Addressing this requires a deliberate effort to uncover and unwind technical debt. A data lineage audit can help trace how data flows through the system and identify hidden transformations. Critical business logic should be migrated into configurable, governed platforms like Master Data Governance (MDG) or a modern Master Data Management (MDM) solutions. And technical debt repayment should be prioritized in the IT roadmap—not as a side project, but as a foundational enabler of supply chain resilience.

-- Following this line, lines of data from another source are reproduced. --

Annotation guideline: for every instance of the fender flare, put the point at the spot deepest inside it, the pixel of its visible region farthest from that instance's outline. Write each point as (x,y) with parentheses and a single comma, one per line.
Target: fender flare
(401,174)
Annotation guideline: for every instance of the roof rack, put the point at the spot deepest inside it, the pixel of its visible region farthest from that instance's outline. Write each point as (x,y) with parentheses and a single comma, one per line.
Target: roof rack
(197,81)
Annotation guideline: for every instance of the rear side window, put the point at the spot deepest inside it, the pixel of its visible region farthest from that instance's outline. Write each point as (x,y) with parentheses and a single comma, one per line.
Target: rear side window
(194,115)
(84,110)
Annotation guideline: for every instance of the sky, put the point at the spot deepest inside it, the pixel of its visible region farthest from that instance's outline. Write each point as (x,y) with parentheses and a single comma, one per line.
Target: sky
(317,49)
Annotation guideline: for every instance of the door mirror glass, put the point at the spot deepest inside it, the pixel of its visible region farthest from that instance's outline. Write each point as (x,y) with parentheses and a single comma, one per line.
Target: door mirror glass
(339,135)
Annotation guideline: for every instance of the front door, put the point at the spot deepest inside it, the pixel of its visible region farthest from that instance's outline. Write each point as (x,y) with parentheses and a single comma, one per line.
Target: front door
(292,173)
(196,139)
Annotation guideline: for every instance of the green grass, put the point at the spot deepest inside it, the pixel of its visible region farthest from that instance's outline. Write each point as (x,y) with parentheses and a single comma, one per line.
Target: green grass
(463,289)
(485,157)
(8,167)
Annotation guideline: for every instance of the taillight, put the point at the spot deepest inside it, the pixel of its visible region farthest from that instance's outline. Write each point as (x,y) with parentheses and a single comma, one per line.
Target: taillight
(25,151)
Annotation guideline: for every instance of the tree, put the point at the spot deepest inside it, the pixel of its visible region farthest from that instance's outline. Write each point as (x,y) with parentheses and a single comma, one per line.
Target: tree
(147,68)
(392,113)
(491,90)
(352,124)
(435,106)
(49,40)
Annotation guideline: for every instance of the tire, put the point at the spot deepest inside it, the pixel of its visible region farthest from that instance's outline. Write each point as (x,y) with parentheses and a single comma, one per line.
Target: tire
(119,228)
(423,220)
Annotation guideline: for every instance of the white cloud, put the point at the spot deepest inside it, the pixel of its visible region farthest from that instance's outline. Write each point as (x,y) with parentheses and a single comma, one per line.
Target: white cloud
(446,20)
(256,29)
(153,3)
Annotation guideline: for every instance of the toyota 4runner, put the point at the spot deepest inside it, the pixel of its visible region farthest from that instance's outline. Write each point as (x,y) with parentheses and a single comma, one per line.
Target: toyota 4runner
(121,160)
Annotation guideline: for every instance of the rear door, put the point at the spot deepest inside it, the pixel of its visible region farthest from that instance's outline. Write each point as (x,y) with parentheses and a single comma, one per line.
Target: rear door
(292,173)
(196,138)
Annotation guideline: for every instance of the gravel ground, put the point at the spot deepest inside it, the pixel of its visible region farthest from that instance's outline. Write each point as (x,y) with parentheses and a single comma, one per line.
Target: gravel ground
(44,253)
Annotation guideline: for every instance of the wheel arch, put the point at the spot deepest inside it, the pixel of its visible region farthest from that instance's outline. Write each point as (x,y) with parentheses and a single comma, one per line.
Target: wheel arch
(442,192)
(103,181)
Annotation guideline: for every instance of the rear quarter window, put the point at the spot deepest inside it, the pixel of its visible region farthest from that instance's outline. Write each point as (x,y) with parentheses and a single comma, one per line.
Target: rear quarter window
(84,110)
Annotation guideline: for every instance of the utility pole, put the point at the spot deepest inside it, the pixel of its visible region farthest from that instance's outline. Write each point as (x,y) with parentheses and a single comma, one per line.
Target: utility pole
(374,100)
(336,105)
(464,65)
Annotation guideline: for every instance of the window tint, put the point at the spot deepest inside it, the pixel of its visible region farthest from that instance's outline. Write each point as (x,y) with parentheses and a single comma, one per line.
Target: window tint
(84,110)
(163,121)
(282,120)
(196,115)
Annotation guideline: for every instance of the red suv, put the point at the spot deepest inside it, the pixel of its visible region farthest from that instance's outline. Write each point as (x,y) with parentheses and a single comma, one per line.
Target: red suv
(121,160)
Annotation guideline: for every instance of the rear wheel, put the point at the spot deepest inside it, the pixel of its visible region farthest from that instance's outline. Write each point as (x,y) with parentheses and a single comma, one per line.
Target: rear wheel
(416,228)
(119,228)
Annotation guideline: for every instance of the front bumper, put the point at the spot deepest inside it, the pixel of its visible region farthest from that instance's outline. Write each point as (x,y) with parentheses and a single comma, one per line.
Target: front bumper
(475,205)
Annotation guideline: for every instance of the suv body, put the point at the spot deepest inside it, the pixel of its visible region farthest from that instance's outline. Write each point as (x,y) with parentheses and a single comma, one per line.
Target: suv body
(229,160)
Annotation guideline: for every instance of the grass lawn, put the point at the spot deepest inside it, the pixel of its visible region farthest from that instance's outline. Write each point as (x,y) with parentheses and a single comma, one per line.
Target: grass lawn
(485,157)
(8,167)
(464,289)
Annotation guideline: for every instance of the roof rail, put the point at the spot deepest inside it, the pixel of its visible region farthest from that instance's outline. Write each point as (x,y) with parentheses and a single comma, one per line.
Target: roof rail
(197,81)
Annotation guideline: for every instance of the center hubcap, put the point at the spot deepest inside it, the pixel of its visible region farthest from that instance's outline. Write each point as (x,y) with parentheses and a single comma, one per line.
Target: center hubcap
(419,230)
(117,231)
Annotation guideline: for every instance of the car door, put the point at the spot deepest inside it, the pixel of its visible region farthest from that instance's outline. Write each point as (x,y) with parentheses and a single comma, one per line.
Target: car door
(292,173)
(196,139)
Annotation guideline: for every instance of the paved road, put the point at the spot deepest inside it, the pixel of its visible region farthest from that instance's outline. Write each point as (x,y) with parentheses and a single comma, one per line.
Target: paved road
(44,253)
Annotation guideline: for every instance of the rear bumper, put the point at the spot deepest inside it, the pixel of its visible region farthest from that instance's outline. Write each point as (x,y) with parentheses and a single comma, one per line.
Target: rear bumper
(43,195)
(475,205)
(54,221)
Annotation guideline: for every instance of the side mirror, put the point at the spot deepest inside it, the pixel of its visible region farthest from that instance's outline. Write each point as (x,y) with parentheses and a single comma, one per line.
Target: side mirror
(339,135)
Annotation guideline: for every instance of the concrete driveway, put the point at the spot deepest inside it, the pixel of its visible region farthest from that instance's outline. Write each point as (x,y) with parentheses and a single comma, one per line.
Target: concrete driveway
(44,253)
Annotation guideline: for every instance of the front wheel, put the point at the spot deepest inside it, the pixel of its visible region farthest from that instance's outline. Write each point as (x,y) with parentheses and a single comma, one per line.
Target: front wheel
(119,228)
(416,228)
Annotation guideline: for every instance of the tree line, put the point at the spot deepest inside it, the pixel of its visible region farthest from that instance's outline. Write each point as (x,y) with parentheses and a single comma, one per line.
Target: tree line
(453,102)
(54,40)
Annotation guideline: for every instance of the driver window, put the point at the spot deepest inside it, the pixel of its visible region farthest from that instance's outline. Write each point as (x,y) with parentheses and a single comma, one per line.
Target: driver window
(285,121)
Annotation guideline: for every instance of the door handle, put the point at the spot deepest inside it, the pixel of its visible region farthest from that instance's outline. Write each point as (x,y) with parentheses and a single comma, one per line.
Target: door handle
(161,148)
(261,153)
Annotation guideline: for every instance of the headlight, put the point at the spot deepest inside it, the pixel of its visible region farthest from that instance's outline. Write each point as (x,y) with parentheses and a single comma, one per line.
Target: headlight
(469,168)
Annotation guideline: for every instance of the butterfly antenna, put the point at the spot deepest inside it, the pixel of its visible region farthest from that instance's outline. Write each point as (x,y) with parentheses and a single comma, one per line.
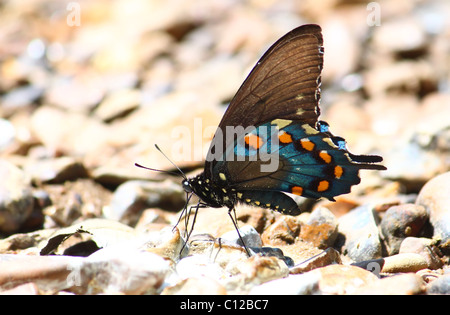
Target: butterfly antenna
(181,172)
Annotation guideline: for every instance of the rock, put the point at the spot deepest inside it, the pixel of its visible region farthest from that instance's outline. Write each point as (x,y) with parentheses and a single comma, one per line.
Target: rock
(284,231)
(400,36)
(56,171)
(342,279)
(24,289)
(16,198)
(374,265)
(254,271)
(305,284)
(72,200)
(49,273)
(167,243)
(102,231)
(132,197)
(425,247)
(408,262)
(7,133)
(320,229)
(124,271)
(359,234)
(196,286)
(439,286)
(118,104)
(435,198)
(325,258)
(400,222)
(404,284)
(248,234)
(299,251)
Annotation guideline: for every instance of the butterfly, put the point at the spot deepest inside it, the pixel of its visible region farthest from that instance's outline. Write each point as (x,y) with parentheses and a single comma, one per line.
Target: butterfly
(270,141)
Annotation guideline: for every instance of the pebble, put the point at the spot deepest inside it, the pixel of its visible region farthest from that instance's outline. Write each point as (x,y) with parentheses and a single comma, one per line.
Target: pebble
(254,271)
(196,286)
(403,284)
(342,279)
(283,231)
(400,222)
(248,233)
(359,234)
(132,197)
(327,257)
(305,284)
(118,104)
(435,198)
(112,89)
(56,170)
(321,229)
(112,271)
(16,198)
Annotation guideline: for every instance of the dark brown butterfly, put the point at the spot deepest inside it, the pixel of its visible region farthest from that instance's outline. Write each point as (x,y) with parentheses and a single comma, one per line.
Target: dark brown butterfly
(270,141)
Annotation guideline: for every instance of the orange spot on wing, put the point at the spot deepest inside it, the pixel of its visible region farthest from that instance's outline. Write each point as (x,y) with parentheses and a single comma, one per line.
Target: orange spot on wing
(253,141)
(297,190)
(338,171)
(307,144)
(285,137)
(323,185)
(325,156)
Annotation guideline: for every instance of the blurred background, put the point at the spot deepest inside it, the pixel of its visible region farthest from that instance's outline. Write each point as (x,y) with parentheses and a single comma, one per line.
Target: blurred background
(88,87)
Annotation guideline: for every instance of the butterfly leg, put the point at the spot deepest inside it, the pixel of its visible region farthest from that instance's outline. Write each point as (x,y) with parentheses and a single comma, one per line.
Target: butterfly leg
(234,220)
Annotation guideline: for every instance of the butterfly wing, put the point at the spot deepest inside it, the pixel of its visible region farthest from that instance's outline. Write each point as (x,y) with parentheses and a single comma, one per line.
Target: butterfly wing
(270,140)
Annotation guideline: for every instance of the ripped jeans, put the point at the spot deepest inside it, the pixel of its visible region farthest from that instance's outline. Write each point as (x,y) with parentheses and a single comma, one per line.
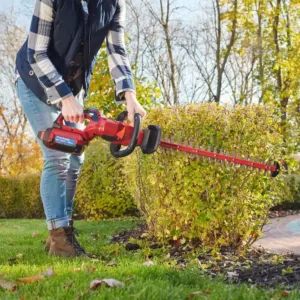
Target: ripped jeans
(61,170)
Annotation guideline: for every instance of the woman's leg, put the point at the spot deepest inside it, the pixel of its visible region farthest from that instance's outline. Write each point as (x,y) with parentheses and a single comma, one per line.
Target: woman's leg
(76,163)
(56,163)
(71,183)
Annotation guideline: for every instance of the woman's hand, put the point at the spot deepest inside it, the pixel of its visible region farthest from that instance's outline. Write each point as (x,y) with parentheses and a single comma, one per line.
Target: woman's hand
(72,111)
(133,106)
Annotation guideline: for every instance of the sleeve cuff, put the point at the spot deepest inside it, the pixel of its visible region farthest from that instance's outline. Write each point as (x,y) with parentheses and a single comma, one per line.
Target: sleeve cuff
(120,95)
(123,85)
(57,93)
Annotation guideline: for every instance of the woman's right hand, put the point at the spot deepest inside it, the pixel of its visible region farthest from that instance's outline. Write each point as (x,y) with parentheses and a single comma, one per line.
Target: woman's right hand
(72,111)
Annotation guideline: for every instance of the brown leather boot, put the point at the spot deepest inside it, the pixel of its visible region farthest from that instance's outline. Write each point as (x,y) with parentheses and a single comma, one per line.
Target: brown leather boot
(48,241)
(64,243)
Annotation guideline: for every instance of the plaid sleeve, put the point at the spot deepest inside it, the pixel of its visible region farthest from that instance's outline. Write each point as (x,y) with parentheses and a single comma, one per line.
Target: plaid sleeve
(117,57)
(38,42)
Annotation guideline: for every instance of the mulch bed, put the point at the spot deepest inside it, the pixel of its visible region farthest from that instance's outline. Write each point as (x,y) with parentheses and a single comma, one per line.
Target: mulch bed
(256,266)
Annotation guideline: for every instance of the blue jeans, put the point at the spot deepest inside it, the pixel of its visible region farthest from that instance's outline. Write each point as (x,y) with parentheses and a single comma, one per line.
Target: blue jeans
(61,170)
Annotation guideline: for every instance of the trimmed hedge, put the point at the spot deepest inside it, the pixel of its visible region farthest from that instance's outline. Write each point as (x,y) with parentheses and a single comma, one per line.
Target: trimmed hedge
(184,197)
(102,190)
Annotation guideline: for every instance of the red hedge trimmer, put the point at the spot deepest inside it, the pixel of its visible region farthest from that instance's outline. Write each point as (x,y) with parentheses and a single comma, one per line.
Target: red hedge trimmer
(71,140)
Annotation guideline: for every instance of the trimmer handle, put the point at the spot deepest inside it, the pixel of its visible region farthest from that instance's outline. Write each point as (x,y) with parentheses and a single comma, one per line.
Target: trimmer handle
(115,149)
(89,114)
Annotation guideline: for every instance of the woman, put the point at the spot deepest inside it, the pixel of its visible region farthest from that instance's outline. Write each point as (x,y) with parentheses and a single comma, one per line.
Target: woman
(54,69)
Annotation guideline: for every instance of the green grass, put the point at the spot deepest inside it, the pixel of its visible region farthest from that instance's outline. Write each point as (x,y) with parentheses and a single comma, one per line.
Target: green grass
(156,282)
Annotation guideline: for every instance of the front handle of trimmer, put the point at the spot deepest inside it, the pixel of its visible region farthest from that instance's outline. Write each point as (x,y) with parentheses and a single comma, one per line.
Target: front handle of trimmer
(88,115)
(115,149)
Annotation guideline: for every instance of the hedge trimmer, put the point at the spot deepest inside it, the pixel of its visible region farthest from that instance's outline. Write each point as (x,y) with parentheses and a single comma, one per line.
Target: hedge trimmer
(72,140)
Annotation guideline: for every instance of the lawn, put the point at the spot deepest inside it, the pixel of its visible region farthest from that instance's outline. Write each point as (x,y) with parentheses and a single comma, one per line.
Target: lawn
(22,255)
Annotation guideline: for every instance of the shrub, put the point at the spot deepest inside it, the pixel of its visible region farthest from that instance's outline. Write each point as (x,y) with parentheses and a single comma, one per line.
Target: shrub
(102,190)
(187,197)
(291,198)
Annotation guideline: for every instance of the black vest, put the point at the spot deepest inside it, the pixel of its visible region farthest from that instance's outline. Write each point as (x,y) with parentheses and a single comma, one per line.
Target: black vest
(75,23)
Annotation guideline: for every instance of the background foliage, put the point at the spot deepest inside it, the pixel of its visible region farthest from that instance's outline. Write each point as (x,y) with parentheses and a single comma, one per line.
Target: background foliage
(102,191)
(183,197)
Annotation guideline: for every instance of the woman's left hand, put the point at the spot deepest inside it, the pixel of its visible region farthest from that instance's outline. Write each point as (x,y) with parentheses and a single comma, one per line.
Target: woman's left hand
(133,106)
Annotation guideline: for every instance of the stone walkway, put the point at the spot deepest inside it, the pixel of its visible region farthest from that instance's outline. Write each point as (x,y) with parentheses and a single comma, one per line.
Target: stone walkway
(282,235)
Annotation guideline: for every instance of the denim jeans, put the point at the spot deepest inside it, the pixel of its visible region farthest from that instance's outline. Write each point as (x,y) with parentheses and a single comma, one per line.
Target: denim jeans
(61,170)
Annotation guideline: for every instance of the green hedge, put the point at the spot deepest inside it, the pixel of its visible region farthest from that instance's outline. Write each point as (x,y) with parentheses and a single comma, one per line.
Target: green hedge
(185,197)
(102,190)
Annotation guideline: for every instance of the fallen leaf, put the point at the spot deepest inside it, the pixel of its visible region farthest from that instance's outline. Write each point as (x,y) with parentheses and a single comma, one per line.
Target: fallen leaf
(107,282)
(195,294)
(203,292)
(8,285)
(95,235)
(91,269)
(285,293)
(148,263)
(12,260)
(76,270)
(31,279)
(69,284)
(49,273)
(131,278)
(232,275)
(111,263)
(132,247)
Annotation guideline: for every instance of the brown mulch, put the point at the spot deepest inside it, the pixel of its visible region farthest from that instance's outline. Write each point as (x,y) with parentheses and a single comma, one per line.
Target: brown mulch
(255,266)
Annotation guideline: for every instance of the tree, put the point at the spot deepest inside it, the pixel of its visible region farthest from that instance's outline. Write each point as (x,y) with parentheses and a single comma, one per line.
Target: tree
(18,152)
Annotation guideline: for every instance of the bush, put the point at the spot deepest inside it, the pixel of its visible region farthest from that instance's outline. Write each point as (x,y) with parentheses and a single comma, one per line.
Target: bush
(291,200)
(187,197)
(20,197)
(102,190)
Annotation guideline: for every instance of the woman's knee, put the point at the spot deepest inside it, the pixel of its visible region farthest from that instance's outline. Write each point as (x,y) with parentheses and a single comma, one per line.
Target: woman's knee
(57,163)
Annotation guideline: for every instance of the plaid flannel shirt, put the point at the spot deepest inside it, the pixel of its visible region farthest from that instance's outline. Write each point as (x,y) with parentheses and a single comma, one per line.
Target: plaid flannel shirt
(49,78)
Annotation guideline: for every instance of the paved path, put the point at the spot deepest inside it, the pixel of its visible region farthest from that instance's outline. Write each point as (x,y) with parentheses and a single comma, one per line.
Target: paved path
(281,235)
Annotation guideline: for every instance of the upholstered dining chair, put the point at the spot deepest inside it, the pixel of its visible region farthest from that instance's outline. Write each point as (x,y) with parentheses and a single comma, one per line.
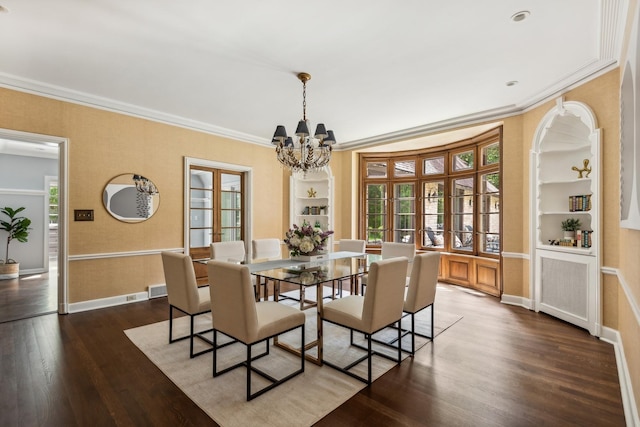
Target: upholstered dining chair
(238,315)
(391,250)
(380,307)
(233,251)
(266,250)
(348,245)
(184,295)
(421,292)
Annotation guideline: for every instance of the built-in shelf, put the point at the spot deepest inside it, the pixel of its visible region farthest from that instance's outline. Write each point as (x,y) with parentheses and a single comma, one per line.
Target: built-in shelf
(312,198)
(565,165)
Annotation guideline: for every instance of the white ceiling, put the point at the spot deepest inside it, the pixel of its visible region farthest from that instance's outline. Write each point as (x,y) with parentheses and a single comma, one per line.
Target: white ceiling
(381,70)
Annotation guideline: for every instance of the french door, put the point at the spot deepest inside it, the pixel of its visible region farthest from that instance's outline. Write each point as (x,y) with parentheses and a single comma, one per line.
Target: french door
(216,208)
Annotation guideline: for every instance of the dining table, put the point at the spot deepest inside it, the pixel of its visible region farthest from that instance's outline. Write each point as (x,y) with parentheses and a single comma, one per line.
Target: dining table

Human Error and Insufficient Training
Despite the sophistication of modern systems, much of the master data in healthcare supply chains is still entered manually - often through spreadsheets, forms, or unvalidated ERP screens. This introduces a high risk of human error.
Simple mistakes, like transposing digits in a lead time field or misusing a field for an unintended purpose, can have cascading effects. In one case, a planner in Asia modified the “source location” field for a SKU during a stock transfer scenario. This change caused the SCM platform to reroute all demand from an incorrect plant, leading to service level failures across EMEA.
To reduce these risks, organizations should invest in role-based training programs tailored to different user groups—planners, schedulers, MDM analysts, and so on. Field-level tooltips and validations in the ERP GUI or modern UX applications can guide users toward correct entries. In-system nudges or alerts can flag out-of-policy values before they cause damage.